Livia had died two weeks before Jovian. He’d moved in with Decimus. And brought a scutum with him, saying Livia had helped him purchase it.
Dumping her books on Gaius, she dug in her pockets for the leather pouch in which she’d been storing all the letters. She thrust Livia’s last letter under Gaius’s nose.
“That night she went to the Metals Guild, he came with her!” she said triumphantly. “She died, but he was able to lug out a scutum.”
No wonder Jovian had gone half-mad toward the end. He must have blamed himself.
“Gaius, Decimus has that scutum!” She beamed. “He tried to give it to me a month ago! I didn’t remember—I refused back then because I didn’t know, but—we have proof for the trial!”
“Elsar be praised!” Arms full of books, he grinned from ear to ear. “I’ll inform Tetrarch Kadra to assign Decimus a guard right away.”
Bubbling with excitement, she nearly skipped out of the Hall of Records.
“This calls for celebration,” Gaius said thoughtfully.
“We can’t very well throw a convivium.” She laughed.
“What about something equally exuberant that Aelius won’t suspect?”
“Like what?”
He smiled mysteriously, eyes faintly cunning. “You’ll see.”

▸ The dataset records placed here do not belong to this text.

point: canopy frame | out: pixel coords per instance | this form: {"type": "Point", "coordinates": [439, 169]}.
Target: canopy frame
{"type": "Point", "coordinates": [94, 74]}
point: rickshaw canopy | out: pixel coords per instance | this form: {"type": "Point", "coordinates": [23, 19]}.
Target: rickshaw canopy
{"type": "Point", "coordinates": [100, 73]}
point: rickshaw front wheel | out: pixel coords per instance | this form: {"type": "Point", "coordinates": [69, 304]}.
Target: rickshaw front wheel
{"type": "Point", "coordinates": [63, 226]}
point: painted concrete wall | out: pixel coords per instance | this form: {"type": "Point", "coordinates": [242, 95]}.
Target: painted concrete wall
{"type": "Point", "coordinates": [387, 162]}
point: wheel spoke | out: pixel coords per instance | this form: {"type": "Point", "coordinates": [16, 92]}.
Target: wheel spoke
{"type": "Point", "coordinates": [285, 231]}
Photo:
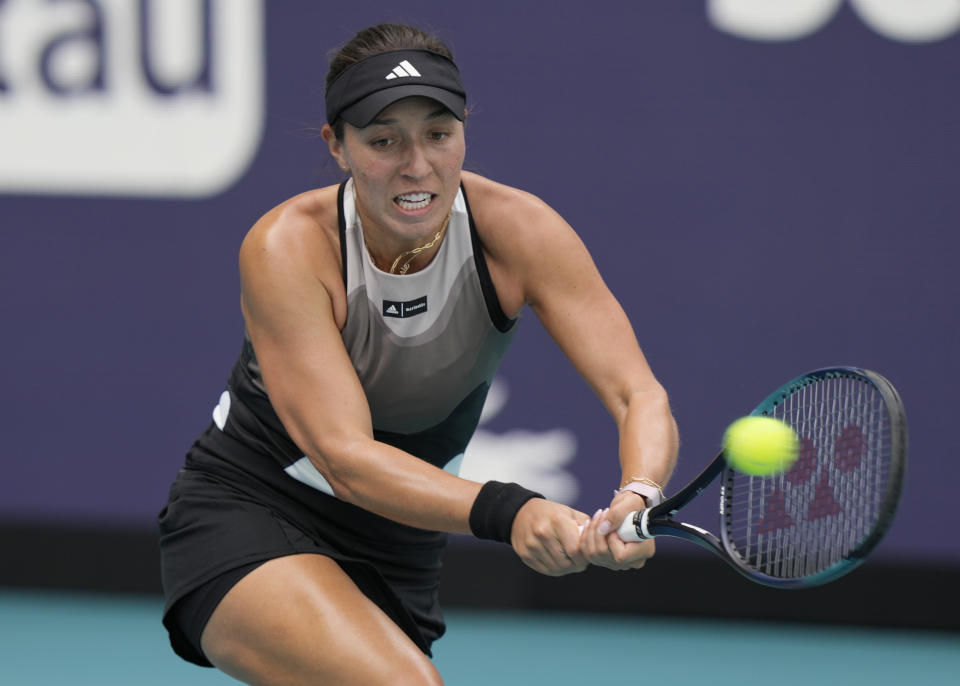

Sarai set her pen down, eyes swimming. Her collation of written evidence for the trial twisted in the flickering light from the hearth in Kadra’s office.
Everything’s ready. In three days’ time, all of Ur Dinyé would know.
The door swung open. Kadra stalked in and paused to find her bracing her head against his desk.
His eyebrows snapped together. “You need to rest.”
“I agree wholeheartedly.” She organized the parchment spread over the desk’s surface.
“Petitor Sarai, will you be coming?” Gaius’s head popped out from behind Kadra’s frame.
“Where to?” she asked absently.
“The pleasure house! To celebrate! We’re all going. Tetrarch Aelius won’t suspect anything.”
She was suddenly, completely, utterly awake. Something hot and bitter squirmed in her chest. She turned to Gaius, studiously ignoring Kadra. Her words were slow and precise.
“Anek mentioned that it was a tradition.” She forced her face into something resembling amusement.
“Good way to release the pressure.” Gaius winked. “It’s been too long since our last outing. We curtailed it on account of your arrival, but you’re one of us now.” He patted her shoulder. “Should I saddle your horse?”